While debatable, there are advantages. If dealing with an existing Bib-1
system, it won't support the new pattern match form at present. It also
wont support 'any' and 'all'. So it sounds like the best practical solution
available at present is:
For Bib-1:
If a word based term (using 'all' and 'any' not '=' or 'exact')
Split terms based on whitespace
Add first-in-field if '^' at start
Add left/right/both truncation if '*' at start/end/both
Error on anything more complex (could try a regexp format)
else
Leave term as single string and do the above '^' etc rules
end-if
For AA (if trying not to do it better than Bib-1 above):
Wait for any/all to be fixed in the standard
Wait for new CQL regexp to be added (if not added already)

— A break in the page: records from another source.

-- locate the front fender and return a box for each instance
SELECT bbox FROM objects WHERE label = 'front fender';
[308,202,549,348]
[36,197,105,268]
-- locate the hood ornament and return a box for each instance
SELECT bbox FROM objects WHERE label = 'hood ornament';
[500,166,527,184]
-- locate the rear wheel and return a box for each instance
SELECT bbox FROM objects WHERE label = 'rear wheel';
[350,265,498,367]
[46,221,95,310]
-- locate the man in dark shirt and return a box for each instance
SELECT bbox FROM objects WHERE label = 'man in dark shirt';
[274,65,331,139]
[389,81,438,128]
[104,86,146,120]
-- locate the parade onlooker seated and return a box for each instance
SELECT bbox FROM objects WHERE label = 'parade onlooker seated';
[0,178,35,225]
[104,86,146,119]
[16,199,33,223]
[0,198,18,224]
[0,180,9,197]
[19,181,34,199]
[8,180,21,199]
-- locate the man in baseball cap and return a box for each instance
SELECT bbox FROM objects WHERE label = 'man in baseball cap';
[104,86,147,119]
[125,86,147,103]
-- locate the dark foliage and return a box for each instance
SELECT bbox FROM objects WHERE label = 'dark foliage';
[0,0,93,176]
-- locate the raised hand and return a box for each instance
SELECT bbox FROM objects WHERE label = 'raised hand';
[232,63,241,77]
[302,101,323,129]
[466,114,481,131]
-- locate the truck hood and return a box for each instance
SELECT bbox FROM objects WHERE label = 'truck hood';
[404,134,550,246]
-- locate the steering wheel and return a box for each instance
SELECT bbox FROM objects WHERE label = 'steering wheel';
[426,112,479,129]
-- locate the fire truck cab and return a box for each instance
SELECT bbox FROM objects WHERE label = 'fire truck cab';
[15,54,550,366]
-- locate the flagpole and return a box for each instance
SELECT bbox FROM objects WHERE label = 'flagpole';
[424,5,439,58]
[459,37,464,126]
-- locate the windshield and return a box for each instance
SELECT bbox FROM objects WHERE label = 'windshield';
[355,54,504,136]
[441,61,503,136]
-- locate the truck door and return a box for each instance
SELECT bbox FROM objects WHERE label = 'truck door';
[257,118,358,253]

Add CQL regexp attribute if query contains any of '^', '*', '?', and '\'
For Bib-1, there are a couple of regexp formats for Bib-1 that could be
tried, but cross translation of patterns from one format to another can
be tricky to get right and not necessarily portable.
I almost wonder if CQL should say for 'all' and 'any' that terms are
white space separated. If you say 'book-case' and the system indexes it
as two words, then treat as a phase query (adjacent words). This seems
to be what all the existing implementations do, so I wonder if the spec
should be changed to make it compatible.
Alan
|